Todd Seelman Quoted in Legaltech Antitrust Article
Denver, Colorado, (December 4, 2018) – Denver Managing Partner Todd Seelman was recently quoted in a Legaltech news article about the potential antitrust ramifications of Apple v. Pepper, a case currently before the Supreme Court. In the article, titled “Apple Lawsuit Could Impact How Courts View Antitrust Cases,” Mr. Seelman, who is the national chair of Lewis Brisbois’ Antitrust & Competition Practice, shared his thoughts on what the outcome of this case could mean.
“No matter what the decision is, it’s going to have an impact, a dramatic impact on the marketplace, including the marketplace involving intellectual property rights, software sales and other product sales,” said Mr. Seelman.
Mr. Seelman also discusses in the article the legal precedent set by the 1977 Supreme Court decision in Illinois Brick Co. v.

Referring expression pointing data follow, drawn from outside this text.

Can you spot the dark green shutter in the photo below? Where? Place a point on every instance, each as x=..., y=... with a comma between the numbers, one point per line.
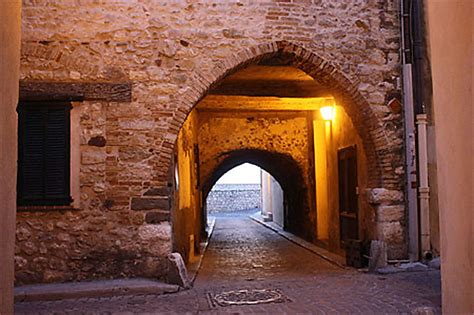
x=43, y=153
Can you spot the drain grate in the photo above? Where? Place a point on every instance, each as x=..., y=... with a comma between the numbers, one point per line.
x=247, y=297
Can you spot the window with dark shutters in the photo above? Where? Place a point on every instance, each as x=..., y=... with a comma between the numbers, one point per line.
x=43, y=153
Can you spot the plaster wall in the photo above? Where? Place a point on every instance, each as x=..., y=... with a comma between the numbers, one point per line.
x=452, y=102
x=289, y=133
x=9, y=68
x=227, y=198
x=272, y=199
x=187, y=211
x=172, y=52
x=385, y=222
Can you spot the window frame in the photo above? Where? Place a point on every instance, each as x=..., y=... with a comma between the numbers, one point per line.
x=24, y=201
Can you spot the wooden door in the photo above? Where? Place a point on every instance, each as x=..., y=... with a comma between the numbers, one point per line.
x=348, y=194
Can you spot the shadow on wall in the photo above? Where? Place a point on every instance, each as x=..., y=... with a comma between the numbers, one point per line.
x=286, y=171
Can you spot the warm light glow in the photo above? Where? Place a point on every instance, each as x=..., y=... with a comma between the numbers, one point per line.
x=328, y=112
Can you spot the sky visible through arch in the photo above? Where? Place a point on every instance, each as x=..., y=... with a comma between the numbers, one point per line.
x=243, y=174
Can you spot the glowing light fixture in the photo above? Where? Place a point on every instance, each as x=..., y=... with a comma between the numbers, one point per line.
x=328, y=112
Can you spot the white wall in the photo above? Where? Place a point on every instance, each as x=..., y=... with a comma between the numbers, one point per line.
x=272, y=198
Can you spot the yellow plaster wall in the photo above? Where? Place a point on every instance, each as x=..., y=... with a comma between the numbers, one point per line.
x=9, y=73
x=187, y=210
x=450, y=46
x=329, y=137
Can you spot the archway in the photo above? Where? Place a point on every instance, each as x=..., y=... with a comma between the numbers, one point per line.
x=287, y=172
x=378, y=146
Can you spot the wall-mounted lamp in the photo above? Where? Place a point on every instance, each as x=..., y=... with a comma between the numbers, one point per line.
x=328, y=112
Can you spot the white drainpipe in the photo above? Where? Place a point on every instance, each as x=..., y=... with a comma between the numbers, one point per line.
x=410, y=148
x=423, y=189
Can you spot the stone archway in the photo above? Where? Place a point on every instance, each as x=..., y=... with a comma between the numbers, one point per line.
x=382, y=148
x=378, y=145
x=288, y=174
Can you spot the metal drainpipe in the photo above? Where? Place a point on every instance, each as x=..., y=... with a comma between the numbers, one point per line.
x=423, y=189
x=410, y=145
x=421, y=121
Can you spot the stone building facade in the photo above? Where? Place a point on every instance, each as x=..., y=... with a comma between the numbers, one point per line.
x=159, y=59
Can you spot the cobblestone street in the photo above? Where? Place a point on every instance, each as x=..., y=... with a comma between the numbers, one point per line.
x=242, y=254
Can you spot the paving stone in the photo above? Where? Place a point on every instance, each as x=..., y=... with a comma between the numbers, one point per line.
x=241, y=250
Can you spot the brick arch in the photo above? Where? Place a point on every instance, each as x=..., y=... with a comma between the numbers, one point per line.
x=285, y=169
x=378, y=144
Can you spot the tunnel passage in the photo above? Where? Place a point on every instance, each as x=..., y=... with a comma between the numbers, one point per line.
x=297, y=216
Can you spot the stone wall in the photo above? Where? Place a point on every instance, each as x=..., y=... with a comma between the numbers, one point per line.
x=171, y=53
x=233, y=197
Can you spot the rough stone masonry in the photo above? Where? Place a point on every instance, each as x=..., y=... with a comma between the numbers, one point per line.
x=171, y=52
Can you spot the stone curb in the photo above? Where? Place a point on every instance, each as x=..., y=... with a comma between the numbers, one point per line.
x=102, y=288
x=194, y=266
x=326, y=255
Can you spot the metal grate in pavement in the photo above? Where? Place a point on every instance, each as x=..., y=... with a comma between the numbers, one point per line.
x=246, y=297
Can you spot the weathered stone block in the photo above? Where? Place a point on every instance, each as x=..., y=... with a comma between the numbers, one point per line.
x=97, y=141
x=390, y=213
x=391, y=232
x=158, y=191
x=150, y=204
x=93, y=157
x=157, y=217
x=155, y=232
x=382, y=195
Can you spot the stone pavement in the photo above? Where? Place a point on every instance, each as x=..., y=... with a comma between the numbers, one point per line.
x=242, y=254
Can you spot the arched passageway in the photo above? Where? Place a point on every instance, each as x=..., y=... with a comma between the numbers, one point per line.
x=287, y=172
x=264, y=108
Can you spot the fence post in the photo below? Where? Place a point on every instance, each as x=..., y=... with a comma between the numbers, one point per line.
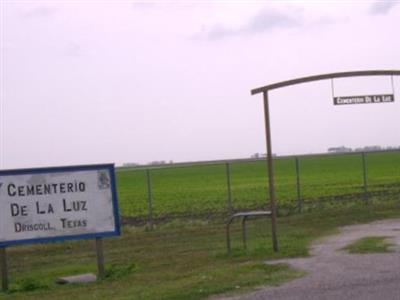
x=149, y=198
x=366, y=197
x=228, y=182
x=299, y=201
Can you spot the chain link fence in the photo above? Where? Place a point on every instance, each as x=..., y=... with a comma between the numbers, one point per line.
x=158, y=193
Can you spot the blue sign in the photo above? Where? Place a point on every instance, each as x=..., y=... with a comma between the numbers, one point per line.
x=59, y=203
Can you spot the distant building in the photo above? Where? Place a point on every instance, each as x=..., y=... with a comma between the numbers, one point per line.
x=341, y=149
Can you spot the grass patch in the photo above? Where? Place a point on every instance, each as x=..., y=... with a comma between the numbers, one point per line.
x=176, y=261
x=370, y=244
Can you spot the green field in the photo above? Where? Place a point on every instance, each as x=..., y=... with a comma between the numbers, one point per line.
x=176, y=261
x=202, y=188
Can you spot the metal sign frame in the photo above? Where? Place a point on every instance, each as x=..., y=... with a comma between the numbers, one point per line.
x=108, y=167
x=264, y=90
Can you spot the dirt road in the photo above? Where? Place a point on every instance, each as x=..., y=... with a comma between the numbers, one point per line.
x=335, y=274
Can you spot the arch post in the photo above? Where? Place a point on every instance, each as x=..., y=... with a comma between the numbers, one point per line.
x=270, y=163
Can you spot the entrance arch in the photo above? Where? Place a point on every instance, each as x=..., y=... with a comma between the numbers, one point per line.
x=264, y=90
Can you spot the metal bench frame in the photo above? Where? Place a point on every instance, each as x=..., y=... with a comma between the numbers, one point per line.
x=244, y=216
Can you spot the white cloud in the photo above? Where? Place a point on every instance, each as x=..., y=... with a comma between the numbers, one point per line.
x=382, y=7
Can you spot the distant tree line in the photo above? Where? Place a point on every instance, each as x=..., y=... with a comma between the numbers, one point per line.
x=343, y=149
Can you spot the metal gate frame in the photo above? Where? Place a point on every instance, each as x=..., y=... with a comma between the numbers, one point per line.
x=265, y=90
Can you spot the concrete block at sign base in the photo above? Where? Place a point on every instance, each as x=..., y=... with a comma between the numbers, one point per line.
x=83, y=278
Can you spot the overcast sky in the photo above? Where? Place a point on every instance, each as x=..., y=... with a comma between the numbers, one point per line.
x=87, y=82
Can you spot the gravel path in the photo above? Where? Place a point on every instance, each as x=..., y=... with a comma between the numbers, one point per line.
x=334, y=274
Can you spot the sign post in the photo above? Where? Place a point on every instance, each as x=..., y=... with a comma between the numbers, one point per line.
x=4, y=270
x=56, y=204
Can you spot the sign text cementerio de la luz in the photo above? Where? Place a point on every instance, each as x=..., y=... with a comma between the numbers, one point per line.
x=58, y=203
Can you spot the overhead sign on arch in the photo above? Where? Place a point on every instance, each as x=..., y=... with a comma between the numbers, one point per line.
x=366, y=99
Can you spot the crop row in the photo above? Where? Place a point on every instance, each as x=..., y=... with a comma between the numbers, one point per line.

Illinois, stating “Illinois Brick has been a defense to many antitrust actions. As long as the manufacturer has an intermediary, one or two intermediaries, between it and the purchaser, they can’t be sued in federal court.”
However, as Mr. Seelman notes, this precedent may be outdated, considering the original intention of the decision: “I think in many ways Illinois Brick is probably ineffective, and I think if it’s addressed may well be overturned,” said Mr. Seelman.

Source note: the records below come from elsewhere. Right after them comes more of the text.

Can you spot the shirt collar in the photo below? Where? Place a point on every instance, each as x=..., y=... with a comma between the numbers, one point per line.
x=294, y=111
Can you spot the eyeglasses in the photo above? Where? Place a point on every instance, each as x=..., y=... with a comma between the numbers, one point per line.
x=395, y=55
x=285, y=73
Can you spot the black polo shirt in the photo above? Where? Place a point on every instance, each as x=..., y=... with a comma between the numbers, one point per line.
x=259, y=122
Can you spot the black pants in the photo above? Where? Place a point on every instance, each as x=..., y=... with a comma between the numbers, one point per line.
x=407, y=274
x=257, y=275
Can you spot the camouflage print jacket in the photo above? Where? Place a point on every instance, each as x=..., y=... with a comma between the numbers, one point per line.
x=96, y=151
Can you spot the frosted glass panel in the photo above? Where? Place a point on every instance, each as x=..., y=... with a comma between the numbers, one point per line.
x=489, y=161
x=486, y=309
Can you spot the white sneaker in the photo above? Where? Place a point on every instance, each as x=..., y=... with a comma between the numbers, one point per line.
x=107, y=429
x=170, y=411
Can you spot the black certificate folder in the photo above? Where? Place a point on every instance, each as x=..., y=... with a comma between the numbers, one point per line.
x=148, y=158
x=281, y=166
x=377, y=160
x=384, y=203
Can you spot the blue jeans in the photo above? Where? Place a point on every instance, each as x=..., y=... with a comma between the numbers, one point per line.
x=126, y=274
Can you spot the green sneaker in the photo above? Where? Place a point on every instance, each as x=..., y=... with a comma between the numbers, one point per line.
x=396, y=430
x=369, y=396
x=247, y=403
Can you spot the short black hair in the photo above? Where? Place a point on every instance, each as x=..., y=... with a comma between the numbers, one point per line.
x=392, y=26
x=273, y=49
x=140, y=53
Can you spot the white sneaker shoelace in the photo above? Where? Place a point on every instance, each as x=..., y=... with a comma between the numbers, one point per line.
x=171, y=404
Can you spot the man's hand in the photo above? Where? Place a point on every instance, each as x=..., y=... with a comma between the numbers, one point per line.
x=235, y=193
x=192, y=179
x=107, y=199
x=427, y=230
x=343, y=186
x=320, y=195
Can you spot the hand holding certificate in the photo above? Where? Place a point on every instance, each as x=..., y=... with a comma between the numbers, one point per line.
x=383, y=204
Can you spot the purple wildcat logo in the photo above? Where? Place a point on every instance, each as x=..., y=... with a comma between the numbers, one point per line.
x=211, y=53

“Judge [Byron] White said that the federal courts should not be in the position of apportioning out who is damaged from what price fixing along the distribution channel. It’s too complex and it’s more efficient to have the direct purchaser be the one to sue.” Mr. Seelman continued, “Contrary to what was said in 1977, the federal courts are in effect dealing with issues of injury and apportionment for direct and indirect purchasers.”